Arts and Crafts
The Cook Island women are renowned for their craftwork particularly their Tivaevae. These are handmade bedspreads mainly featuring brightly coloured flowery patterns. Local women make and reserve these for special occasions.
Beautiful local artwork and crafts can be found at the market. Not to be missed is the Saturday morning market in Rarotonga on the waterfront at the western end of Avarua.
The pareu is a garment regularly in use in the Cooks. It is a length of cloth about 2 metres long, which can be tied around the body in a variety of ways. Pareus are a practical garment for the hot climate, the light colourful fabrics wash and dry quickly and are equally good as picnic cloths or convenient towels.
Arts and crafts are readily available in the Cooks with the most popular souvenir items being the wooden carvings of the phallic demi-god 'Tangaroa'. This fisherman's god is easily recognised by his stature - hands clasped over his protruding stomach, legs astride and a most distinguished genital organ. Early missionaries often removed his offensive parts, but today he stands intact often decorating the lounge rooms of resorts.

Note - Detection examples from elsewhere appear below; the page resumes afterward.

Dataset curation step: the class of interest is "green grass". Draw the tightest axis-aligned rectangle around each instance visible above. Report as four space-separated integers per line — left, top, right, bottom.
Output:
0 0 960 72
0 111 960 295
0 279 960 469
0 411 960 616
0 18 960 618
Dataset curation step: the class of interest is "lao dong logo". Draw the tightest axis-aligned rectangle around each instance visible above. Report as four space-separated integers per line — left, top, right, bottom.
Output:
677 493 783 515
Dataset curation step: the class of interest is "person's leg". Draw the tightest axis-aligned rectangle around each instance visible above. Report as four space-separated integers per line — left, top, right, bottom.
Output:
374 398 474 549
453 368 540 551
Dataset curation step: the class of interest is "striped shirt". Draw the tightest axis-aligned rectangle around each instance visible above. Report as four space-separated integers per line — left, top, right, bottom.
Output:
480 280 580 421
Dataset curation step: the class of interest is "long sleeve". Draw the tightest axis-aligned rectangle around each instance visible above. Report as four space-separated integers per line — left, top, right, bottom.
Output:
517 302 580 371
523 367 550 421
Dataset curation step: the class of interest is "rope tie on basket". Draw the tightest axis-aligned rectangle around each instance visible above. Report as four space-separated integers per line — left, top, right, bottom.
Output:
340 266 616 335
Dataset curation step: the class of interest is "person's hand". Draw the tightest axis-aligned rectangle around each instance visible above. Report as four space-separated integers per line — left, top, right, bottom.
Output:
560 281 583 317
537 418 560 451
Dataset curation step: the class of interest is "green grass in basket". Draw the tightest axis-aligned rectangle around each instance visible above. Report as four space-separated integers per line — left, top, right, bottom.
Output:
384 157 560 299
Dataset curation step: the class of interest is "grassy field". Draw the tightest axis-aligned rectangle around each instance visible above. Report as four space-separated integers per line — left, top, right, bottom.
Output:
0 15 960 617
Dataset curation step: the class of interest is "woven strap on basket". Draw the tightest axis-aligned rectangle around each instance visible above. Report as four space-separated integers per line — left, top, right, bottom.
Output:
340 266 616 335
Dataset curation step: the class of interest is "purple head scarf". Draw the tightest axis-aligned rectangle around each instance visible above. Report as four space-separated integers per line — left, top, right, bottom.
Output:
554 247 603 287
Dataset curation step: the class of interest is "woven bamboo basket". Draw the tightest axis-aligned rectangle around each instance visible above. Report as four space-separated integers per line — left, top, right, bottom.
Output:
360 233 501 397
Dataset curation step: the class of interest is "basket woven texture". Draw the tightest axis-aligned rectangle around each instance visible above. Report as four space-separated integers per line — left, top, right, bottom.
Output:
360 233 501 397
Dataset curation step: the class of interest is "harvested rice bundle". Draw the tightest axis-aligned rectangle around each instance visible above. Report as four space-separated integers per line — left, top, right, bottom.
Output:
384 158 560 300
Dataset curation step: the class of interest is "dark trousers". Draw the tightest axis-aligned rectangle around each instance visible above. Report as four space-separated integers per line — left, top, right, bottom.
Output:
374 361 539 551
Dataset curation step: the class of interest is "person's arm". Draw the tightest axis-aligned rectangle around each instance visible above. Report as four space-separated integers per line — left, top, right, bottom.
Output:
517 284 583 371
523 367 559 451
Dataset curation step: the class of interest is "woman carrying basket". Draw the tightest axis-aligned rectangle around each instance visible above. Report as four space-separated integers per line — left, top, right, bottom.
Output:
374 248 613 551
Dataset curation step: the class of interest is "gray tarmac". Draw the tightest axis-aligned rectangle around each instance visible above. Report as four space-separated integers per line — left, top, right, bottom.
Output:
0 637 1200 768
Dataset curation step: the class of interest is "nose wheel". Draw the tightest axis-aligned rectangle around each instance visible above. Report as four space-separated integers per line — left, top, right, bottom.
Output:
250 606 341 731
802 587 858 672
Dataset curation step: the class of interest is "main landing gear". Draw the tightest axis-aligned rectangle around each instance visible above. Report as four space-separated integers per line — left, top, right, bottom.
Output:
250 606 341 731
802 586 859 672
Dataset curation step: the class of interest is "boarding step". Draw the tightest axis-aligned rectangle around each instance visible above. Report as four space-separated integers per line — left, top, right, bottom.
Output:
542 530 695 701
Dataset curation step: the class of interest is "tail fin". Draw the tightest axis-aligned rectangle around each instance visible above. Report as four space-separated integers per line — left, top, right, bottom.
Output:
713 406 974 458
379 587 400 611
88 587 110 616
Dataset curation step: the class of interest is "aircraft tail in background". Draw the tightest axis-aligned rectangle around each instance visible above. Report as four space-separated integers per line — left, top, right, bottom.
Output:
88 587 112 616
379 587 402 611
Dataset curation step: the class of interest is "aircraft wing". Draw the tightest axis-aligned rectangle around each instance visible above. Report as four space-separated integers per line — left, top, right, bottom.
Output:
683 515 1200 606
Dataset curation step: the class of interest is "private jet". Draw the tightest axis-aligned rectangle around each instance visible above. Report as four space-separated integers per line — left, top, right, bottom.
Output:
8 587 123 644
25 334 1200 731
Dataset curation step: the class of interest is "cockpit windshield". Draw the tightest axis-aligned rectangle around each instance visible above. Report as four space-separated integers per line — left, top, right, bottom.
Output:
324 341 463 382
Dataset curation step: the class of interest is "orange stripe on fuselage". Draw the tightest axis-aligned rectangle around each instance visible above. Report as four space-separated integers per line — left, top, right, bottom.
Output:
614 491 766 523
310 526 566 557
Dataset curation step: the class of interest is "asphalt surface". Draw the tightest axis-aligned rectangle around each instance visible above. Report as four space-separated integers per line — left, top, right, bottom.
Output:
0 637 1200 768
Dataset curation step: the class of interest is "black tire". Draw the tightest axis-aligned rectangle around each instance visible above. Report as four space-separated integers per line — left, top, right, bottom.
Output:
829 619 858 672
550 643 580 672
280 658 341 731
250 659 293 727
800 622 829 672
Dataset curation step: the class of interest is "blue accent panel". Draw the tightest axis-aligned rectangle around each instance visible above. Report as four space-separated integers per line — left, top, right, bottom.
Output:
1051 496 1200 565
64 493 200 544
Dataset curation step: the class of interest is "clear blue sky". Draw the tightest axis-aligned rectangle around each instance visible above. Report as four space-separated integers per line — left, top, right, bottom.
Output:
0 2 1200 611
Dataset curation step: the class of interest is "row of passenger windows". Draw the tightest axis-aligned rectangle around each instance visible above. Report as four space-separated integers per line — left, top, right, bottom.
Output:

Tangaroas image is minted on a special dollar coin. Authentic handcrafts often come from islands, which specialise in a particular item. The omate shell and seed hat bands come from Mangaia, while finely woven pandanus mats come from Pukapuka. Materials used in weaving are palm and pandanus leaves, which are so well processed that the end product often has the appearance of a linen fabric.
One of the finest examples of local handicraft is the rito hat. These hats are available to tourists, but are not just a curiosity, they are a vital part of every Cook Islands woman's dress. Woven baskets are always a popular item and are made from the fibre of coconuts. The attractively carved slit drums (pate) from the Northern Group islands are another good souvenir.